Наиб Ахверды-Магома проводил взглядом имама, посмотрел ещё раз на тело Дауда, перевёл взгляд на Сурхая, других наибов, затем медленно вышел вслед за Шамилём.
                40.   Расположение русских войск. 
   40. 1. Солдатам выдали водку. Ею промывали раны, протирались кровавые ушибы, а кое-кто заливал  и внутрь, чтобы восстановить силы, забыться, уснуть.
   Группа солдат готовила для следующего боя деревянные щиты, оббитые войлоком. Что не говори, а защита… практика доказала.
   Горели костры, готовилась каша, варилась баранина. Спасибо Ермолову, при нём солдатам стали давать мясо, чего прежде никогда не бывало.
    40.2. Егорка Дудко, от казаков, прибился к пехотинцам подвозить воду и продукты.
   С ним всегда была дудочка.  Пользуясь тишиной и временным покоем, он заиграл щемящую, полную тоски и горечи казачью, расставальную.
   - Отставить печаль!- рявкнул наказной атаман Алмазов, прибывший к штурмующим для охраны, от подошедших из дальних аулов горцев,-
Играй плясовую.
     А Егорке только скажи!

   40.3. 
    Казалось, не до плясу, устал солдат… В тоску впал, но услышал плясовую и, куда всё ушло… в пляс потянуло.
 - Не грустить да печалиться, мертвые сраму неймут, а живым – живое.
 - Не тосковать братушки!  К скалам жаться, да смерти завтрашней ждать? 
   Не по-нашему это! Нука давай шипче… шипче… шипче!
   А-ах ты жизнь моя солдатская, да разудалая-я-я!

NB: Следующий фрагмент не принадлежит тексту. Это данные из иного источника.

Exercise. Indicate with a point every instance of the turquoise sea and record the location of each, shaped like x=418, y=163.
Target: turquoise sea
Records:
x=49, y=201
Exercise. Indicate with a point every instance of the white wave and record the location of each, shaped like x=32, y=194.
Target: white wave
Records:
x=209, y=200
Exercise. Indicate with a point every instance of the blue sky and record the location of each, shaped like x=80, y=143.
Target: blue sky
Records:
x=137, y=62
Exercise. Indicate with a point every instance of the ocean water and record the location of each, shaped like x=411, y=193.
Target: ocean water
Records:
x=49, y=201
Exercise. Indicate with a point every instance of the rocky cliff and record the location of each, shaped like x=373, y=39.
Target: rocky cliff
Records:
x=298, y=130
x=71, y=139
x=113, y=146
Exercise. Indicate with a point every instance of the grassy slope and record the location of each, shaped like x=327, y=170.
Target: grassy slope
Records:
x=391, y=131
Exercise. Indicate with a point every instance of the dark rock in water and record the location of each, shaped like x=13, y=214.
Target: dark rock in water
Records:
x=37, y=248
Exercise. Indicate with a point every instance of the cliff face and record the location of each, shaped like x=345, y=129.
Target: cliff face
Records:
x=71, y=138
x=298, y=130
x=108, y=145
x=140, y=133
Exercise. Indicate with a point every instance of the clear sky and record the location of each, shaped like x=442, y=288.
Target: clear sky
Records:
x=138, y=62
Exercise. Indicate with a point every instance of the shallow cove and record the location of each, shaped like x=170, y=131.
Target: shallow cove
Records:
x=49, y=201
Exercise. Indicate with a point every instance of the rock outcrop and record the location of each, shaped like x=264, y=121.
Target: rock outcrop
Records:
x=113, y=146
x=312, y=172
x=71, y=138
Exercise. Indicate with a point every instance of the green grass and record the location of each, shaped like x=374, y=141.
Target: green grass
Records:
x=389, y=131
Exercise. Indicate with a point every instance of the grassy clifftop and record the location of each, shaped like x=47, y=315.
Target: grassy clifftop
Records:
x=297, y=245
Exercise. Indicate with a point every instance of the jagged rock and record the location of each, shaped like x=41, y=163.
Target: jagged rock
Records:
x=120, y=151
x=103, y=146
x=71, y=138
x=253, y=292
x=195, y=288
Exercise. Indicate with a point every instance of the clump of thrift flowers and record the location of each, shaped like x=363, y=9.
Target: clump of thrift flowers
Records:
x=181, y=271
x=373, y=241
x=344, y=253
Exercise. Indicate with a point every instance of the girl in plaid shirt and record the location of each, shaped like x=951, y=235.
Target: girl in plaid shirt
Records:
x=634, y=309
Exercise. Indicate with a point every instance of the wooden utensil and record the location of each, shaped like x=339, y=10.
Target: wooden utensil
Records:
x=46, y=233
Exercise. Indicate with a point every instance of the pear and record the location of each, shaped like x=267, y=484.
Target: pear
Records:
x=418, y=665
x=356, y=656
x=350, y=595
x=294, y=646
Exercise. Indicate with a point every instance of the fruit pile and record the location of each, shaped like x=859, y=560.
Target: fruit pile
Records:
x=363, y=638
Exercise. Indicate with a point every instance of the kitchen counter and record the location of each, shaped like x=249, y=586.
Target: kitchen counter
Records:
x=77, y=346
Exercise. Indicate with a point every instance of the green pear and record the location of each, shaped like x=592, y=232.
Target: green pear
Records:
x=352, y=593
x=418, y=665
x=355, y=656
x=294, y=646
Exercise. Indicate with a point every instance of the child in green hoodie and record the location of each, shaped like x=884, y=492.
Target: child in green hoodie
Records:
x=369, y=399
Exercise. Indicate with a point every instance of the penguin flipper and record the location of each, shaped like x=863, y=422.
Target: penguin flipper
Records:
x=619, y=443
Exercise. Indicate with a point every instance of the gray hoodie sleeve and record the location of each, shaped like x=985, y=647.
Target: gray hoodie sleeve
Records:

                41. В Т О Р О Й  Ш Т У Р М. 4 июля. Утёс, напротив горы Шулатлулго.

Из-за горы появилась сотня Хунзахской милиции. Впереди, как всегда, её командир, Хаджимурад. Он знает, что с минуты на минуту начнётся штурм. Как всегда - сосредоточен. Поднявшись на пригорок, он достал подзорную трубу и навёл её на противоположную гору.
 В 14.00  с адской точностью началась бомбардировка Башни.
   Все укрепления в мгновенье скрылись за дымом и пылью.
Но пушки были пристреляны и били точно по цели. От стен летели огромные куски и скатывались вниз.
   Внизу стояли солдаты со щитами, обитыми войлоком, ощетинившись штыками,  сомкнув ряды, и ждали сигнала.
Милицейские кони, не раз бывавшие во всякого рода переплётах, слышали непрерывную пальбу, от чего приходили в явное беспокойство. Перебирая ногами, они рвались в бой, но команды такой не получали.
 . В 17.00 прозвучал сигнал к атаке, и русские пошли наверх.
Хаджимурад опять поднял подзорную трубу и внимательно вглядываясь, продолжил наблюдать.
    Путь был усыпан обломками камней, бревен, валялись бесформенные трупы, весь склон был скользким и  бурым от крови.
   Казалось Башня мертва, но стоило подступиться ближе, как в наступающих снова полетели камни и бревна, заготовленные заранее, открыт ружейный огонь с близкого расстояния.
   Отчаянное сопротивление мюридов вынудило наступающих откатиться на прежние позиции.  Не дав горцам возможности закрепить свой успех, снова заработала артиллерия.
Хаджи-Мурат опустил подзорную трубу. Всё было видно и невооружённым взглядом. И что означала странная улыбка, не к месту возникшая на его губах, было непонятно… то ли радость от падения Сурхаевой башни, то ли, гордость за героев, защищающих её.
 Когда-то почти  отвесный подъем преобразовался в отлогий.
Вершина Шулатлулго исчезла, разбитая артиллерией.
   Поднявшимся теперь на вершину солдатам, никто уже не оказывал сопротивления.
   Защитники или были мертвы, или заживо погребены под завалами. Оставалось только добивать умирающих, чтобы облегчить им муки.
  В считанные минуты солнце ушло за гору, и в горах наступала кромешная темнота.
   Солдаты возвращаются в полной темени. Перекликаются, помогая друг другу ориентироваться в пространстве.
   Звучат выстрелы. С Нового Ахульго стреляют на звук.  Казалось, бесполезное дело, но то там, то там раздаются вскрикивания и стоны…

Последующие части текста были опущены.